1 Difficult cannulation was defined by the 15–10–2 criteria
2 Difficult cannulation was defined by the 5–5–1 criteria.
3
P value for the comparisons of difficult cannulation columns between the trainee and
non-trainee groups.
4
P value < 0.05 was considered significant.
Simplification of the two criteria
To simplify the two criteria, the number of cannulation attempts was removed, as it
was significantly correlated with overall cannulation time in the two groups (Fig. 3 s ). The simplified 5–1 criteria (5 minutes for cannulation time and 1 inadvertent PD
cannulation) were comparable to the traditional 5–5–1 criteria with regard to the
proportion of difficult cannulation, PEP incidence, and the rate of using advanced
cannulation methods in the non-trainee group (all P > 0.1). In the trainee group, the simplified 15–2 criteria (15 minutes for cannulation
time and 2 unintended PD cannulations) were also comparable to the 15–10–2 criteria
in PEP incidence and the rate of using advanced cannulation methods ([Fig. 2, ]
Table 4 s ).
Fig. 2 Comparisons of standard/proposed criteria with simplified criteria regarding proportion
of difficult cannulation, incidence of post-endoscopic retrograde cholangiopancreatography
pancreatitis (PEP), and rate of advanced cannulation techniques (defined by nonstandard
cannulation with wire-guided sphincterotome, such as double-guidewire cannulation,
precut with needle-knife or dual knife, transpancreatic or over-the-stent precut)

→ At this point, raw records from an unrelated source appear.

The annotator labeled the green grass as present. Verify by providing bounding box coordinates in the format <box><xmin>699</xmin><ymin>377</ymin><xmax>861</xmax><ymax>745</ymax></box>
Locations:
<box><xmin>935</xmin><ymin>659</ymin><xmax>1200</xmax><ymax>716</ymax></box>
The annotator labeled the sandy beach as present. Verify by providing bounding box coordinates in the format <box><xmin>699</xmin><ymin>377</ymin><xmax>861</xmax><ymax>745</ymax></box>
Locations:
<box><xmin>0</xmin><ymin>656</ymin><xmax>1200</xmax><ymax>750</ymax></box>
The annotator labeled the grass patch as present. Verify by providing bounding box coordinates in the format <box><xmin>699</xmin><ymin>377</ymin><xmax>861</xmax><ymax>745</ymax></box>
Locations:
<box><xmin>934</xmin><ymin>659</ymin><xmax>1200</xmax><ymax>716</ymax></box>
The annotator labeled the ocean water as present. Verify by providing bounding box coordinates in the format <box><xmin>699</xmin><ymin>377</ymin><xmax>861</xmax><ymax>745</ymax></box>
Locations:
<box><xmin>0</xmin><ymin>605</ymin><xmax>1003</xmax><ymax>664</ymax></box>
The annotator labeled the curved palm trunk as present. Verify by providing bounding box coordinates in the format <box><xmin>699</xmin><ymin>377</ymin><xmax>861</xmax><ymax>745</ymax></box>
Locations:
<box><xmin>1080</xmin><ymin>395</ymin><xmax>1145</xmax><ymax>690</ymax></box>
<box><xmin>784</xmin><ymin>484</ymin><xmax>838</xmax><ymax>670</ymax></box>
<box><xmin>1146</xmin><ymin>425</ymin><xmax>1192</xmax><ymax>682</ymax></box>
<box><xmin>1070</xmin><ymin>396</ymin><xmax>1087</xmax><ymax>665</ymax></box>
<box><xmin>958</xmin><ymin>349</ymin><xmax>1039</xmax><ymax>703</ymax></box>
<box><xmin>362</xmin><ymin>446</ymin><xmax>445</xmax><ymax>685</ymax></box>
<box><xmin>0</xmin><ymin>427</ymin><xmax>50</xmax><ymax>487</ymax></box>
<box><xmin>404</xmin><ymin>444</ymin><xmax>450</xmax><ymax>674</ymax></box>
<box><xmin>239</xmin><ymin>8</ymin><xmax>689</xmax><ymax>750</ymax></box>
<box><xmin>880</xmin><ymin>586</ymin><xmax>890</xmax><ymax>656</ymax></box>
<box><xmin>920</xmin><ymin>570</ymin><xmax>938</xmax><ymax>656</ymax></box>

after propensity score matching.
Discussion
This study first used 75 percentiles of cannulation-related variables as cutoff values
to define difficult cannulation. The analysis showed that difficult cannulation could
be defined by 5–4–1 criteria in 1596 patients undergoing cannulation without trainee
involvement. This result was almost the same as the traditional 5–5-1 criteria, with
a similar proportion of cannulations that were difficult (31.8 %) and similar PEP
incidence (9.8 %) in patients with difficult cannulation compared with previous studies
[3 ]
[5 ].
Compared with the non-trainee group, the trainee group had longer cannulation times,
more cannulation attempts, more inadvertent PD cannulation, and a higher frequency
of using advanced cannulation methods. It could be expected therefore that more PEP
might occur in the trainee group. However, PEP prophylaxis was used in more patients
in the trainee group (rectal indomethacin 69.9 % vs. 49.5 %; PD stent 13.0 % vs. 4.9 %),
and was generally based on the current criteria of difficult cannulation and followed
the recommendations of several guidelines [1 ]
[4 ]. As a result of this effective prevention in the current study, PEP incidence in
the trainee group was not significantly different from that in the non-trainee group. Furthermore,
overall PEP incidence in this study was 5.7 %, which was comparable to the 3 %–12 %
in previous reports [4 ]
[9 ]
[11 ]
[12 ]
[13 ]
[14 ].
Some circumstances can potentially impact the results of the difficulty of cannulation.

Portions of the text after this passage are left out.